Hal tersebut diungkapkan oleh Wakil Wali Kota Banda Aceh pada acara Pemaparan Rencana Pengembangan Ibukota Provinsi Melalui Konsep Greater City (Banda Aceh-Aceh Besar) oleh Kementerian Agraria dan Tata Ruang RI, Kamis (14/12/2017) di Aula Balai Kota Banda Aceh.
Menurutnya, proses pengembangan Ibukota Provinsi Aceh ke wilayah Aceh Besar harus dipandang dan disinergikan dari berbagai aspek, terutama sekali aspek kebijakan penataan ruang kawasan yang di perbatasan wilayah. “Hal ini menyangkut berbagai strategi kebijakan penataan pembangunan pada wilayah perbatasan,” ungkapnya.
“Mendasari hal tersebut, hari ini antara Pemko Banda Aceh dan Pemkab Aceh Besar dengan Pemerintah Aceh, tentu dengan arahan Dirjen Tata Ruang, Kementerian Agraria dan Tata Ruang/Badan Pertanahan Nasional akan mengkaji secara bersama-sama kerja sama pembangunan ibukota provinsi dengan konsep Greater City,” ungkapnya lagi.
Pria yang akrab disapa Cek Zainal ini menjelaskan, dengan luas wilayah 59,03 Km2 berdasarkan digitasi Citra Satelit Resolusi Tinggi 2015, luas daratan Banda Aceh hanya 5.903 Hektar, dan ini sangat kecil untuk ukuran sebuah wilayah ibukota provinsi.

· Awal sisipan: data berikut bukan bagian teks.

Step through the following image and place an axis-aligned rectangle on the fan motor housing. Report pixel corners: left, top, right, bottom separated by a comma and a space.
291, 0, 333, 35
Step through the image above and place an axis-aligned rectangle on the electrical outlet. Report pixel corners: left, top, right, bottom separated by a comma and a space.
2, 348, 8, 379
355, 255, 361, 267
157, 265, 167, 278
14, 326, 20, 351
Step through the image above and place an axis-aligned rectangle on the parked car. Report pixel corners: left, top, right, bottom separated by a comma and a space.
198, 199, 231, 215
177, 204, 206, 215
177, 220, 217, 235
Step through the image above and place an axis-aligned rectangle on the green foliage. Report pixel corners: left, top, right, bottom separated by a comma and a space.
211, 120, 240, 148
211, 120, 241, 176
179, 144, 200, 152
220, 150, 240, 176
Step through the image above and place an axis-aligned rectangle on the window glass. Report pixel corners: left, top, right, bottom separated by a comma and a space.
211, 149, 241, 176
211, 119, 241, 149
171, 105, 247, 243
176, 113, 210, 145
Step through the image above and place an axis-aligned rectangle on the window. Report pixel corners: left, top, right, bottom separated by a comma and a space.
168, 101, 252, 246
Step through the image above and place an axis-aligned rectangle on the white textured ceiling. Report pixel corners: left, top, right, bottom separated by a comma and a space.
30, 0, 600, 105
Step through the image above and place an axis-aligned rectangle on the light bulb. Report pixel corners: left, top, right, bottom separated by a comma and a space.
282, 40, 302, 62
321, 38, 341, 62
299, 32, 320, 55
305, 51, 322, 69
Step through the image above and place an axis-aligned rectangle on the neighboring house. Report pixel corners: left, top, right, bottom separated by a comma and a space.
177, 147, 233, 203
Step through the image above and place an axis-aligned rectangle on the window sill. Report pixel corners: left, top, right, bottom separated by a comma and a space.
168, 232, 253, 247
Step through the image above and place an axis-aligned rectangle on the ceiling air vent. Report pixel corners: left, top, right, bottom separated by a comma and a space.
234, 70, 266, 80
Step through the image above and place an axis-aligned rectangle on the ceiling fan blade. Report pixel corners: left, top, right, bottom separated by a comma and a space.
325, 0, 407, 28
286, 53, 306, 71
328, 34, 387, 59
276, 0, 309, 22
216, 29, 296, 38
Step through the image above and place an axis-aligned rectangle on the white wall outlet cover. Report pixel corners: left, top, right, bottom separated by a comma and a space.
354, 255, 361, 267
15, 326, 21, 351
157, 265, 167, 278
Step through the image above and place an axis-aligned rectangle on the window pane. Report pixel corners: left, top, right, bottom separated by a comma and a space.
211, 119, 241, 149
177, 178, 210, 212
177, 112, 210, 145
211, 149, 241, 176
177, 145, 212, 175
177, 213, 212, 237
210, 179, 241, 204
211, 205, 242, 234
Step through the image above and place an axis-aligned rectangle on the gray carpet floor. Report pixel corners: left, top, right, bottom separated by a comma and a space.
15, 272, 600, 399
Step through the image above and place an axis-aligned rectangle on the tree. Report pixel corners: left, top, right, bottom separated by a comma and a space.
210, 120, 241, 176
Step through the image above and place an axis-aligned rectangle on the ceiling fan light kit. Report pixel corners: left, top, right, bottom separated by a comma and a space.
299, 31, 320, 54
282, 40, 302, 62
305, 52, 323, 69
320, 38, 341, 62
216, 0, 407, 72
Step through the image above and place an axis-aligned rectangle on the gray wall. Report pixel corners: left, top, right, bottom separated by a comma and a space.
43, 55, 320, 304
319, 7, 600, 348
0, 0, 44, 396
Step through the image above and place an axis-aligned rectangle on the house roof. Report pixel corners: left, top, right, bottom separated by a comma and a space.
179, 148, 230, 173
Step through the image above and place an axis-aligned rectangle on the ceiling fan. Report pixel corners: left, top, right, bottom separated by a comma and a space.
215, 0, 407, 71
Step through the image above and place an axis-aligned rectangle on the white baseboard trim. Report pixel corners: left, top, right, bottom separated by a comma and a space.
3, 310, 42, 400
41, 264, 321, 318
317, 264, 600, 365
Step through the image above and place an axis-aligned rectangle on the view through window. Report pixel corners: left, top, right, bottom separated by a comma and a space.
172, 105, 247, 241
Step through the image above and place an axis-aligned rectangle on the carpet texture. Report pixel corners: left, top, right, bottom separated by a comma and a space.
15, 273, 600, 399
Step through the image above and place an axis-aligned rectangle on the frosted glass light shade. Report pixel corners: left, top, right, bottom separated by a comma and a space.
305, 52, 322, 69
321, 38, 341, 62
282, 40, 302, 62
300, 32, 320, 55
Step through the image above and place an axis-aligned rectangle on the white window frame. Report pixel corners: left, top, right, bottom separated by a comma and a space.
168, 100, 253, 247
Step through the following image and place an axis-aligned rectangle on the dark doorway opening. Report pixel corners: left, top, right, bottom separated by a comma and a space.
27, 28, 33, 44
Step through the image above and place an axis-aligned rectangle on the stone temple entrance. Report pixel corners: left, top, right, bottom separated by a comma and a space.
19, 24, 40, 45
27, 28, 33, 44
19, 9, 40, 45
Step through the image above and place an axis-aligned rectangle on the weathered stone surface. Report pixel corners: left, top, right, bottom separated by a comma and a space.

“Sementara area yang terbangun sudah mencapai 55 persen dari total luas, dengan sisa lebih kurang 10 persen area air (sungai), yang berarti Banda Aceh hanya memiiki 35 persen area yang belum terbangun. Namun apabila dikurangi dengan peruntukan RTH Perkotaan 20 persen, maka praktis hanya tinggal 15 persen lagi ruang kota dapat dimanfaatkan demi kepentingan pembangunan.”
Hal lain yang menjadi pertimbangan, ungkapnya, dalam RTRW-Nasional Banda Aceh telah dipromosikan peningkatan status dari Pusat Kegiatan Wilayah (PKW) menjadi Pusat Kegiatan Nasional (PKN). “Dan Alhamdulillah, dalam RTRW Nasional yang baru direvisi tahun ini Kota Banda Aceh telah ditetapkan sebagai Pusat Kegiatan Nasional. Tentu ini merupakan suatu capaian kemajuan secara regulasi tata ruang bagi Ibukota Provinsi Aceh,” ungkapnya.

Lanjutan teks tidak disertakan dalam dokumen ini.